Labour shortages across the board in Australia’s private sector have highlighted the need for recruitment expertise, Walters says, adding he expects the big labour drain of the future to be centred on transformational energy projects – which account for a substantial slice of major new projects across the nation.

“There’s a huge demand for recruitment services,” he says. He and a colleague recently ran two days of business development and it brought in more roles than the agency had ever had.

‘We backed ouselves’

Another fast-growing professional services company, based in Sydney, has specialised in project management. From the beginning, Alan McIvor and his partner Rowan Tetu decided their new and fast-growing professional services company, Glisk, would “pull together” – working with their clients to get things done.

“We’ll work with a client to make sure things get done, no matter what it is,” McIvor says. “Do you need to move boxes around? We’ll move boxes around.”

The associates met in 2009, both working in project management for a professional services firm, and in 2022 they decided to launch their own company, employing three or four consultants “before they even had a sniff of work”, McIvor says.

He used his savings and Tetu remortgaged his house to fund the firm – loans that have been repaid in full.

“We backed ourselves,” he adds. “If you’ve got a great team, if you’ve got a great product, then people will come. And luckily, that has happened.”

With a CAGR of 965.86 per cent and FY2024 revenue of $3,537,694, Glisk now employs 15 consultants, and the Sydney HQ has been joined by an office in Melbourne.
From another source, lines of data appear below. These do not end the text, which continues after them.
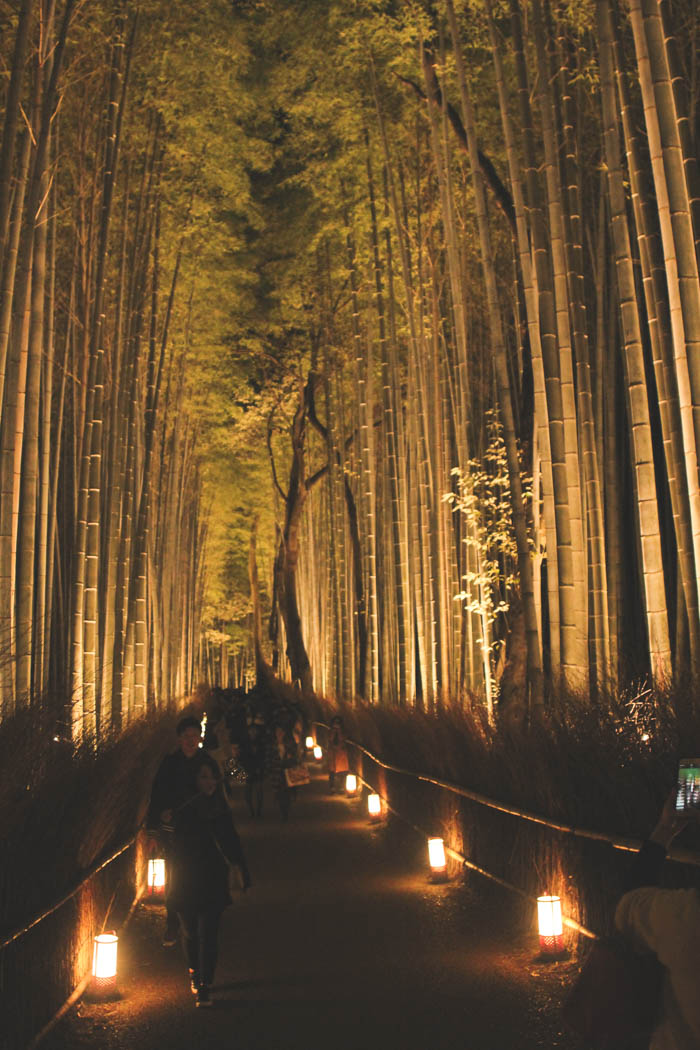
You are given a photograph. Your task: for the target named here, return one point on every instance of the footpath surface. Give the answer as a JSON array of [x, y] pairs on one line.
[[341, 944]]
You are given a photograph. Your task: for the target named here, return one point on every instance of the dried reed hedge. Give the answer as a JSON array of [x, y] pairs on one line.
[[62, 813], [605, 765]]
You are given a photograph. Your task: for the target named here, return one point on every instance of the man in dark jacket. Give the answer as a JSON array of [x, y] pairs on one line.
[[173, 786]]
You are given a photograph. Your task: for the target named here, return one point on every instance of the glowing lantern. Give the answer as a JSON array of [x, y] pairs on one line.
[[438, 860], [104, 963], [155, 877], [549, 923]]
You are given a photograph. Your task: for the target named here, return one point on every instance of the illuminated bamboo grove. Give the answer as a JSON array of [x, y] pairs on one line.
[[101, 532], [509, 225], [435, 263]]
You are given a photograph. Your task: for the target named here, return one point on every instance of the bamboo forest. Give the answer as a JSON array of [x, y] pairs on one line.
[[351, 342]]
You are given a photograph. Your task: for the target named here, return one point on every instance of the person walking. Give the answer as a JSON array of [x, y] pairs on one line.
[[207, 857], [252, 757], [173, 784], [666, 922]]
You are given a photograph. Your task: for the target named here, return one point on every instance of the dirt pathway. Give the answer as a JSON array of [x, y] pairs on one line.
[[342, 944]]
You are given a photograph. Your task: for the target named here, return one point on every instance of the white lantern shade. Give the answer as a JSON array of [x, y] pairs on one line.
[[437, 856], [549, 924], [156, 877], [104, 960], [375, 806]]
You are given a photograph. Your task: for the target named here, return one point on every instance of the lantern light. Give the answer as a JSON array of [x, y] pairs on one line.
[[104, 963], [438, 859], [549, 923], [156, 877]]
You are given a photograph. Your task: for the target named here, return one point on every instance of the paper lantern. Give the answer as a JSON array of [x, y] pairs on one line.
[[549, 924], [438, 860], [156, 877], [104, 963]]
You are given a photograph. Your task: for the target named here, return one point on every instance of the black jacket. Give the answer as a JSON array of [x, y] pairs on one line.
[[205, 845]]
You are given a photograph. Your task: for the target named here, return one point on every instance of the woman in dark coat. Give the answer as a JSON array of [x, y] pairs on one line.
[[206, 847]]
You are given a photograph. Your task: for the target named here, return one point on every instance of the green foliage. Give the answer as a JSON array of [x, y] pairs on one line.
[[483, 499]]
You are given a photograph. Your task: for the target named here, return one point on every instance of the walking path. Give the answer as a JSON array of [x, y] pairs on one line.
[[342, 944]]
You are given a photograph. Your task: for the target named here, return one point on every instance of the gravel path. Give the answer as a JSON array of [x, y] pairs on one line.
[[342, 944]]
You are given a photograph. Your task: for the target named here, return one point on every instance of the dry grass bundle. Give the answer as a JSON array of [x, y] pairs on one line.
[[62, 812]]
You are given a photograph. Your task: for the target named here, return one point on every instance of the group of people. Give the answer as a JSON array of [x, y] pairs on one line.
[[189, 819], [192, 820], [190, 815], [267, 739]]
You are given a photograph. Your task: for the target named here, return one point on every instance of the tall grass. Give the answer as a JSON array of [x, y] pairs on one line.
[[605, 764], [62, 812]]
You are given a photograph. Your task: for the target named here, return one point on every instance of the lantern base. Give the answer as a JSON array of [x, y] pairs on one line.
[[552, 946], [103, 990]]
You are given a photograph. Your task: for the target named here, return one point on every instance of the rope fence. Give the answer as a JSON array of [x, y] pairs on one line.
[[619, 842], [68, 897]]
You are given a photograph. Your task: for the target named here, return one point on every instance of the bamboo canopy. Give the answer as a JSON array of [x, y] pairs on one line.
[[414, 289]]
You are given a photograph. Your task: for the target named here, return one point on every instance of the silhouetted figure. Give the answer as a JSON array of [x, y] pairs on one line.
[[252, 757], [206, 851], [337, 756], [173, 784], [667, 923]]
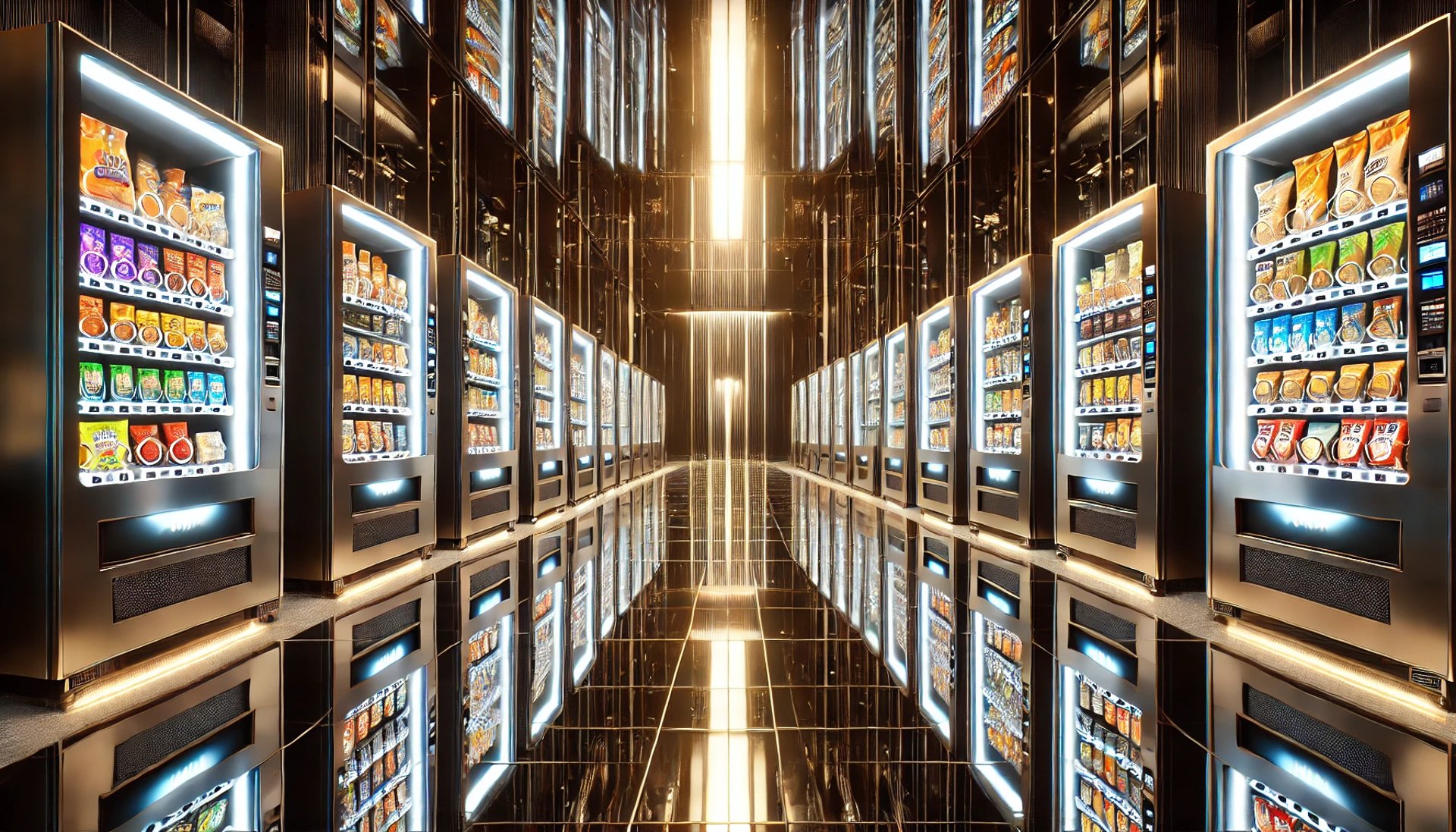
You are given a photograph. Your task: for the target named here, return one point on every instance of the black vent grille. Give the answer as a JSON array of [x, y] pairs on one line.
[[369, 534], [383, 626], [485, 579], [999, 504], [1112, 528], [1347, 591], [145, 749], [490, 504], [1343, 749], [1001, 576], [139, 593], [1104, 623]]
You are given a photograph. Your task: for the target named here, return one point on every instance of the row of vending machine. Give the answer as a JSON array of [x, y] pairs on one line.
[[1084, 714], [408, 713], [223, 327], [1209, 392]]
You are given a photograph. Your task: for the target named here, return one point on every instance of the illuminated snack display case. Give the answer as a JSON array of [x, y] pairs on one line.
[[478, 420], [476, 746], [1331, 461], [1131, 379], [363, 337], [941, 384], [865, 408], [544, 631], [544, 454], [1011, 444], [223, 773], [1286, 758], [145, 471], [582, 416]]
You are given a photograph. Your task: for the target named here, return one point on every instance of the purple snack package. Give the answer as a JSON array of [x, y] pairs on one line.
[[149, 264], [123, 259], [93, 251]]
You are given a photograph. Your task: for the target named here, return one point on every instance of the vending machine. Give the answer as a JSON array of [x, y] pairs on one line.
[[166, 519], [142, 773], [544, 458], [1009, 451], [366, 322], [476, 479], [367, 681], [865, 404], [479, 604], [607, 417], [897, 481], [1327, 330], [941, 384], [941, 577], [544, 669], [1286, 758], [1131, 384], [582, 416]]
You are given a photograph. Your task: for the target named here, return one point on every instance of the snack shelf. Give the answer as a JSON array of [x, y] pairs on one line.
[[1119, 303], [1331, 408], [373, 335], [155, 295], [152, 408], [153, 228], [373, 368], [1394, 347], [91, 479], [1109, 410], [1346, 474], [370, 305], [376, 457], [382, 410], [1335, 295], [1335, 228], [1112, 368], [153, 353]]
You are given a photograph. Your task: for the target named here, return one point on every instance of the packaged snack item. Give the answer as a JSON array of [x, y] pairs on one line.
[[123, 384], [1313, 447], [1350, 161], [177, 199], [1274, 203], [93, 382], [1292, 385], [1353, 253], [1385, 382], [1386, 446], [1285, 439], [1323, 265], [1266, 387], [149, 384], [1354, 433], [1386, 251], [1310, 190], [1385, 319], [146, 446], [105, 165], [89, 316], [1327, 322], [210, 447], [1385, 169], [209, 216], [216, 391], [1321, 385], [104, 444], [1351, 322], [180, 446]]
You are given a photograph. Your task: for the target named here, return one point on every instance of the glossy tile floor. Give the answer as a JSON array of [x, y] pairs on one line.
[[733, 697]]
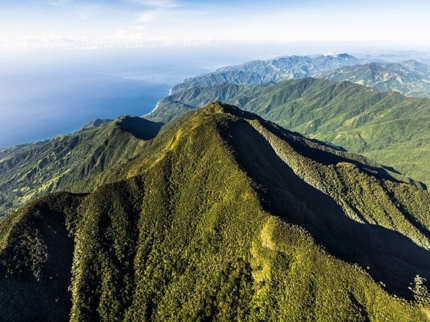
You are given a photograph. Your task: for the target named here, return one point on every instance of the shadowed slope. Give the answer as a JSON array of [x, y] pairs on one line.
[[226, 221], [387, 127], [32, 170]]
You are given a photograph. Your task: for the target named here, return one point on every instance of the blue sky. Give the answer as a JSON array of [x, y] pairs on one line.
[[97, 24], [65, 62]]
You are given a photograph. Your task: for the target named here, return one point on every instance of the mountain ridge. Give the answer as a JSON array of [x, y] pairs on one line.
[[381, 125], [227, 221]]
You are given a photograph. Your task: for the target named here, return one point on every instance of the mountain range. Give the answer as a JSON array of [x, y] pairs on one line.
[[255, 208], [224, 217], [409, 78], [32, 170], [392, 129]]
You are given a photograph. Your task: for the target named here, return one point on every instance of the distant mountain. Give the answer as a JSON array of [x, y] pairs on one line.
[[409, 78], [32, 170], [386, 126], [273, 70], [229, 218]]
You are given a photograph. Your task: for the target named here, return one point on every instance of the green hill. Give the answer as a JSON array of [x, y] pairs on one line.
[[271, 70], [228, 218], [409, 78], [390, 128], [32, 170]]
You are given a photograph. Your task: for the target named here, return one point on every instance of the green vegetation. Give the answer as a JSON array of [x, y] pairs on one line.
[[385, 126], [409, 78], [32, 170], [225, 217]]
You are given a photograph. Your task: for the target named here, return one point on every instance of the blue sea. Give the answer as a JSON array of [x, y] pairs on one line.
[[43, 95]]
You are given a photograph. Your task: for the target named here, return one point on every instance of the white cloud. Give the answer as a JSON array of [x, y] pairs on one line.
[[149, 16], [59, 2], [138, 27], [157, 3]]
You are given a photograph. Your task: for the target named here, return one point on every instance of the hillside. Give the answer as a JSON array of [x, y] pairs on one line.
[[409, 78], [32, 170], [228, 218], [272, 70], [392, 129]]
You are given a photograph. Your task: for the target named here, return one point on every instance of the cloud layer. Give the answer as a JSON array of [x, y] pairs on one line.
[[78, 24]]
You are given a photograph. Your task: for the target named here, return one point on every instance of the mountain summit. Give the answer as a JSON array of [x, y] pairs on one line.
[[226, 217]]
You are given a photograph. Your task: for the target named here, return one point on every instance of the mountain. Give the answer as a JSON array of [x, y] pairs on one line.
[[409, 78], [272, 70], [95, 123], [229, 217], [32, 170], [390, 128]]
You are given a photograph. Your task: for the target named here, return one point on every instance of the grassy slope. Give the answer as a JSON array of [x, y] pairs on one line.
[[191, 234], [409, 78], [29, 171], [388, 127]]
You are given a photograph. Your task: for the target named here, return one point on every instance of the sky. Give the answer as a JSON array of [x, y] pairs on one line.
[[102, 24], [66, 62]]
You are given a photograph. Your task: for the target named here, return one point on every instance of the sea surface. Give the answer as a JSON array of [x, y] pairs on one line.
[[43, 95]]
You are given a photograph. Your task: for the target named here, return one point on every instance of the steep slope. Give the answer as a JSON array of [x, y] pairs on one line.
[[32, 170], [272, 70], [409, 78], [388, 127], [230, 218]]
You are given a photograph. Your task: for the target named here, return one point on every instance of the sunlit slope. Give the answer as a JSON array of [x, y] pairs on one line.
[[229, 218], [29, 171], [390, 128], [409, 78]]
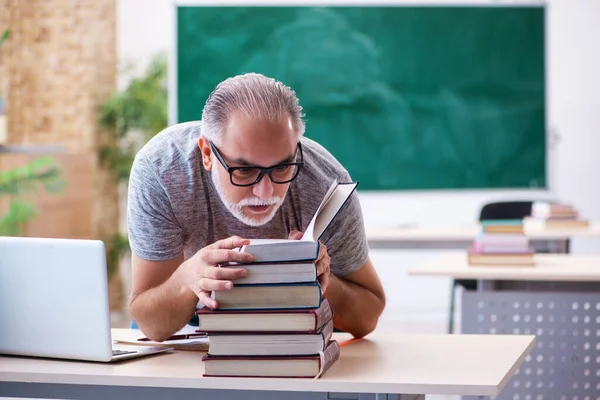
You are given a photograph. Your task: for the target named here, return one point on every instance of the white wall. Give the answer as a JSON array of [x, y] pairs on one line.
[[573, 82]]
The leading AFR Fast Starter in the Professional Services category has been consulted by major firms such as Macquarie Bank, Suntory and IAG, as well as the NSW department of education and a range of smaller businesses.

“First and foremost, we’re management consultants,” McIvor says, adding that Glisk specialises in project execution: project and program management, business analysis, and change management.

“We’ve been in consulting for a long time,” he says, “we felt the time was right to work for ourselves and bring something better to the Australian market.”